“Israel has broken my heart: I’m a rabbi in mourning for a Judaism being murdered by Israel,” reads the devastating headline in Salon.com. But it turns out the author is not really a rabbi. He is Michael Lerner, a lifelong radical activist who was ordained by no seminary but who calls himself a “rabbi” in the same sense that Al Sharpton calls himself a “reverend.” He has spent the last decades in homespun clerical garb, relentlessly bashing Israel and debasing Judaism.
Starting as a founder of the violent “Seattle Liberation Front,” he moved on after 1960s radicalism petered out to declare himself a “psychotherapist,” pursuing the same political agenda by analyzing the “psychodynamics of American society” and founding the “Institute for Labor and Mental Health.”
When this iteration grew stale he reinvented himself as a “rabbi,” but his goal remained the same, and he formulated a “spiritual progressive version of religion” in which no observance or rite was too sacred to be reduced to a political slogan.

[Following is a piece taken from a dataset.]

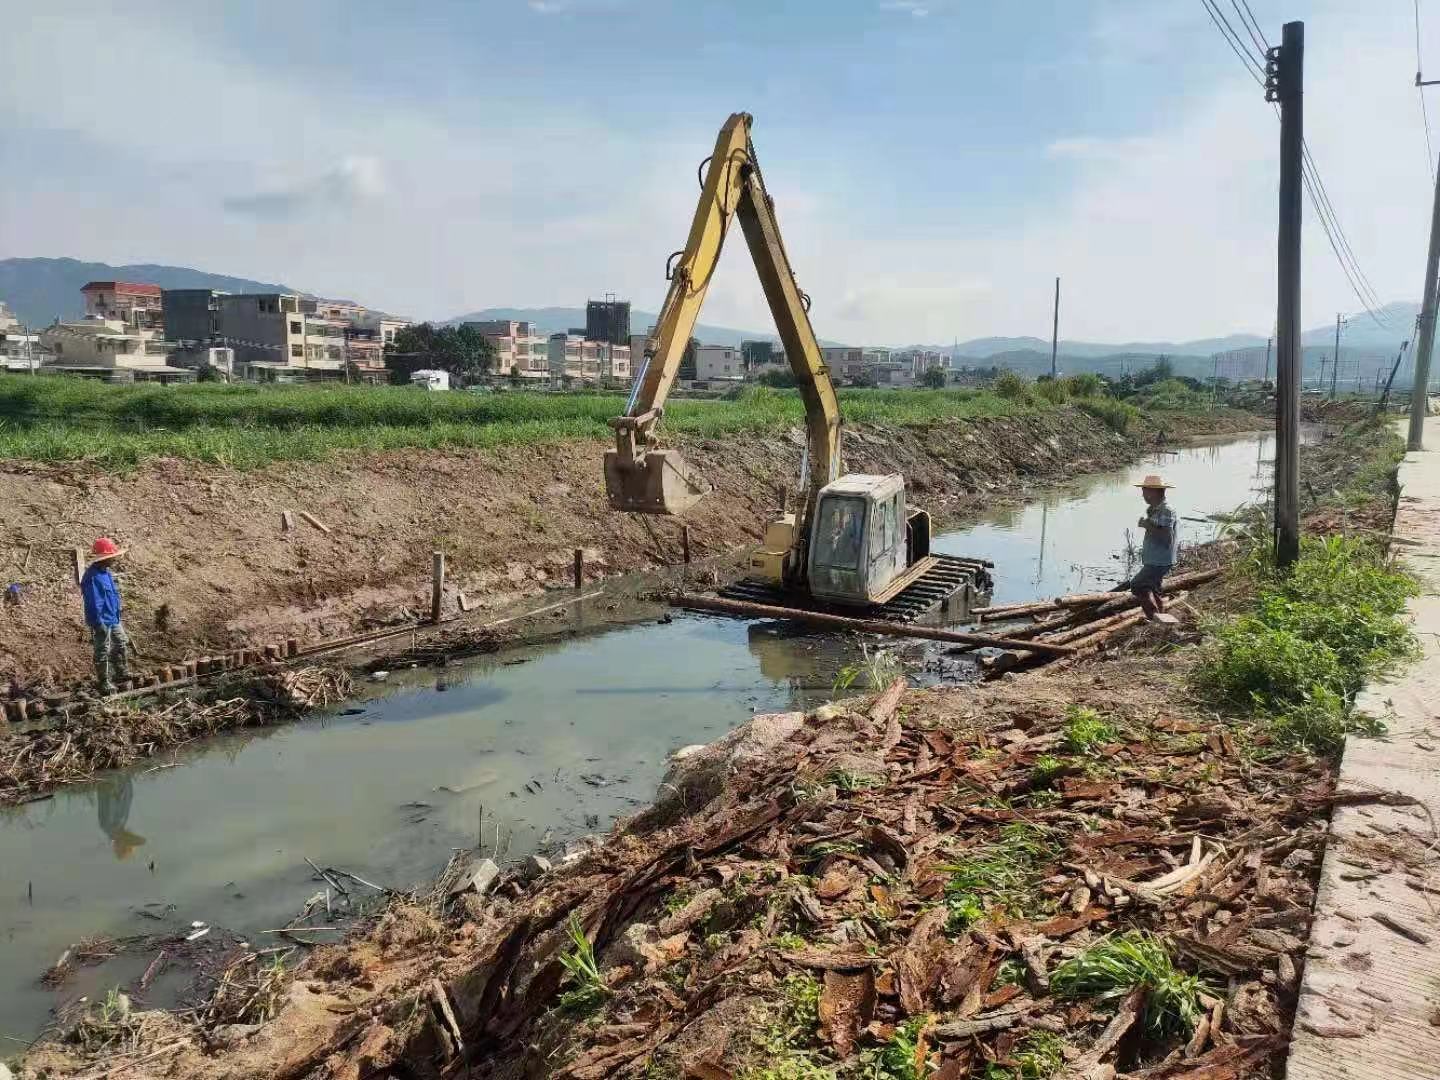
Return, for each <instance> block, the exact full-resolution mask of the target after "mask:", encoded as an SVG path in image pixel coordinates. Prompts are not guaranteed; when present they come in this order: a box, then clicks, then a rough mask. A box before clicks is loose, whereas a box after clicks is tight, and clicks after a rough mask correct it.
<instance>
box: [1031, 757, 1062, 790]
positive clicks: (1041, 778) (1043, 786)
mask: <svg viewBox="0 0 1440 1080" xmlns="http://www.w3.org/2000/svg"><path fill="white" fill-rule="evenodd" d="M1067 766H1068V763H1067V762H1066V760H1064V759H1063V757H1056V756H1054V755H1051V753H1043V755H1040V757H1037V759H1035V763H1034V766H1031V769H1030V783H1031V785H1032V786H1035V788H1048V786H1050V785H1051V783H1053V782H1054V779H1056V778H1057V776H1058V775H1060V773H1063V772H1064V770H1066V768H1067Z"/></svg>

He used Yom Kippur to “atone for the pain we have inflicted on the Palestinian people [through] brutal occupation,” sponsoring a diatribe by anti-Israel crusader Cindy Sheehan in lieu of a sermon. Even more breathtaking in its callousness was his decision to devote Yom HaShoah, the solemn commemoration of the Holocaust, into a day of campaigning for “a new Marshall Plan.”
In his campaign against Israel, he has embraced not only Sheehan, but Rachel Corrie, the “peace activist” who lost her life in a tragic accident while abetting Hamas military operations—as I explain in my new book, Making David Into Goliath: How the World Turned Against Israel—and authors Stephen Walt and John Mearsheimer, proponents of the idea that America supports Israel because it is in the grip of a nefarious “Lobby.”
That Lerner, an unrepentant former student radical, has spent his latter years as an Israel-basher is reflective of a larger transformation of leftism in recent decades. Once, that faith revolved around the moral drama of class struggle, but it has come, instead, to focus on national/ethnic struggle, “the rest against the West.” In the Middle East, Israel is Western, at least in culture (for example, women’s rights are acknowledged there), while its enemies are part of the righteous “rest.” The toll of death and destruction is far greater in Syria, Iraq, Congo, Sudan, and other such places, but without a Western party to these conflicts they offer no frisson of righteousness for the left. And therefore no declarations of “mourning” by “rabbis” whose métier is politics, not God.